You will notice no foul language was used by the trio of stars. This brand of talent doesn’t need to be crass, and as Rickles said in 2009, his type of “insult” comedy comes from a place of love. “I’ve never been mean-spirited,” he said. “Everything I do, I do from my heart, and to prove it after 55 years I’m still headlining around the country, thank God….it proves if you do something and you do it with taste and in fun…people respond in kind.”
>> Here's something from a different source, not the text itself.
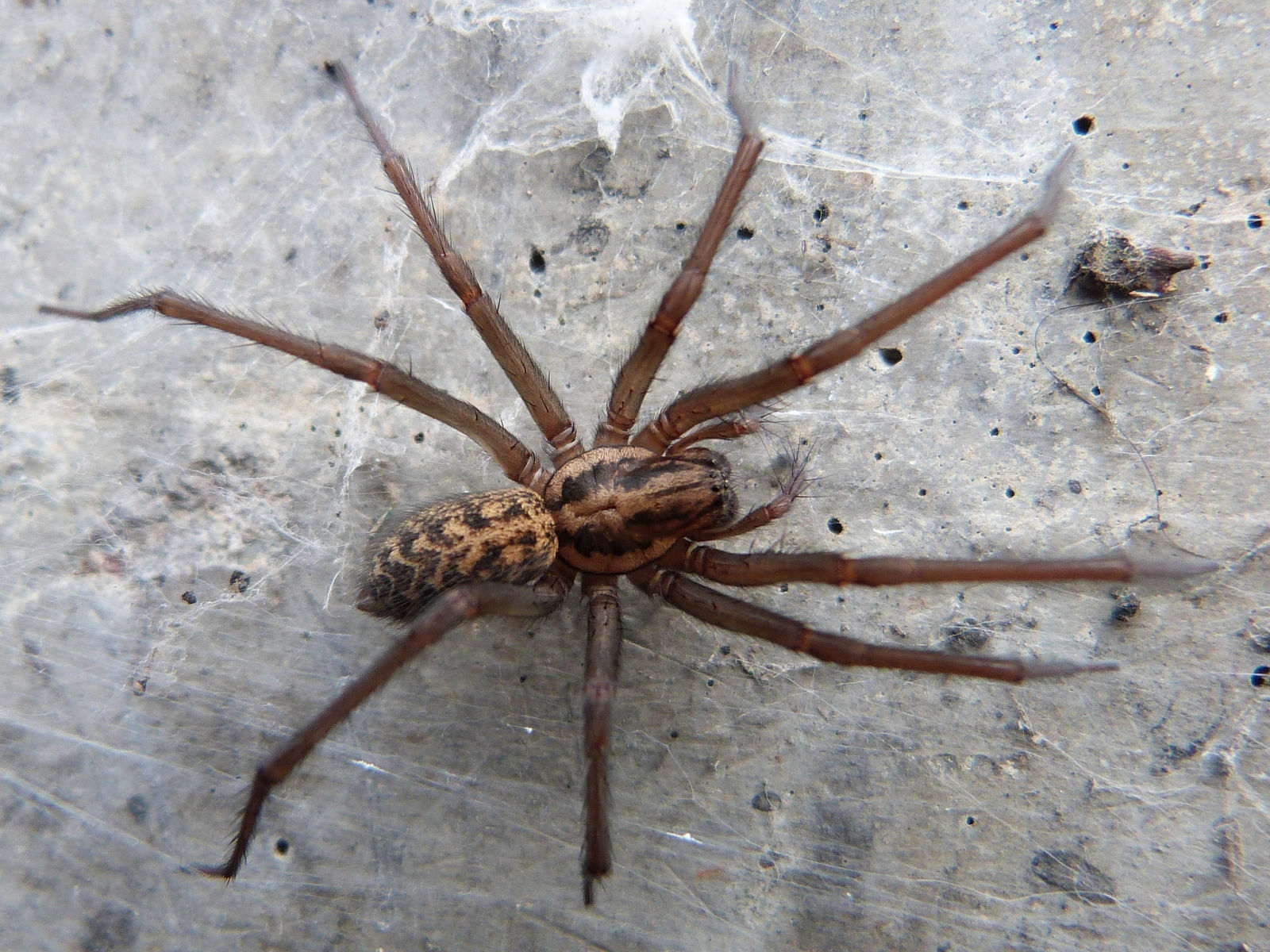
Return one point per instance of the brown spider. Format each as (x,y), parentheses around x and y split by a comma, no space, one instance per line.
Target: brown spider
(639,505)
Don Rickles had a long friendship with Frank Sinatra. In fact, after Sinatra died, Rickles told Charlie Rose that the legendary crooner had orchestrated what amounted to the “highlight” of Rickles’s career. “The highlight, the highlight of my career, Charlie, is when you say backstage and show biz, believe it or not, is when Frank Sinatra had me at the Ronald Reagan second inaugural,” he recalled. “That was the biggest treat of my life.”
The funnyman went on to explain that Sinatra got some blowback from Reagan’s advisers, who weren’t on board with giving the comedian the headline job. According to Rickles, Sinatra told Reagan’s advisers, “You don’t have Rickles, you don’t have me.” When Rickles got to the dressing room at the Kennedy Center, the same advisers were nervous about the comic going off-script, asking Sinatra, “What is he going to say?”
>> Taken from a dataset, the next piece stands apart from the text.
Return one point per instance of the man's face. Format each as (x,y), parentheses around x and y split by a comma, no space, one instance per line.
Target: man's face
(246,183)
“He’s going to say whatever he wants,” Sinatra informed Reagan’s advisers, Rickles claimed. “I was so proud of that moment,” Rickles added. The great friendship between Sinatra and Rickles began thanks to the comic’s mother who approached Frank’s mother, requesting her famous son’s attendance at Rickles’s show. At the time, Don Rickles was a struggling stand-up comedian at a small club in Florida.
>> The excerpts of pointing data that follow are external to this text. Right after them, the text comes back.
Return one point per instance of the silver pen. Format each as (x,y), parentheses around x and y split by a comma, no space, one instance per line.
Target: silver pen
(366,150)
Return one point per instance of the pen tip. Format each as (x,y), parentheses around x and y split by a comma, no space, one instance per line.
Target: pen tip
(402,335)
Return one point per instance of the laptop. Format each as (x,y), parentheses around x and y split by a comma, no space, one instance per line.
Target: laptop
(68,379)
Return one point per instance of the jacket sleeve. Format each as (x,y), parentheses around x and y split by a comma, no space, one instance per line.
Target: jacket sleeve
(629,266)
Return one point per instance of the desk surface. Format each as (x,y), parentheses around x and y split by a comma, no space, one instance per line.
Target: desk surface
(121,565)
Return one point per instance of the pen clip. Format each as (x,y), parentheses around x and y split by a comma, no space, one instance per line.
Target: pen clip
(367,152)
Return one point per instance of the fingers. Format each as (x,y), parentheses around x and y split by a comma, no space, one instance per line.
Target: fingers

“So, Frank walks in one night, unbeknownst to me,” Rickles said, adding that Sinatra was accompanied by his “mafioso-type” bodyguards. “So, I said, ‘Frank God bless you. Why don’t you stand up, be yourself, and hit someone?'” Rickles declared. “Well, he laughed his fanny off, and his guys were like, ‘Is that funny Frank?’ Had he not laughed, Billy Graham would be looking for me,” the funnyman added while gesturing that he would have taken a beating. Sinatra’s mafia connections were well known, and Rickles took a chance to poke fun at that reality. They were friends for over 50 years, and Rickles was eventually a pallbearer at Sinatra’s funeral in 1998.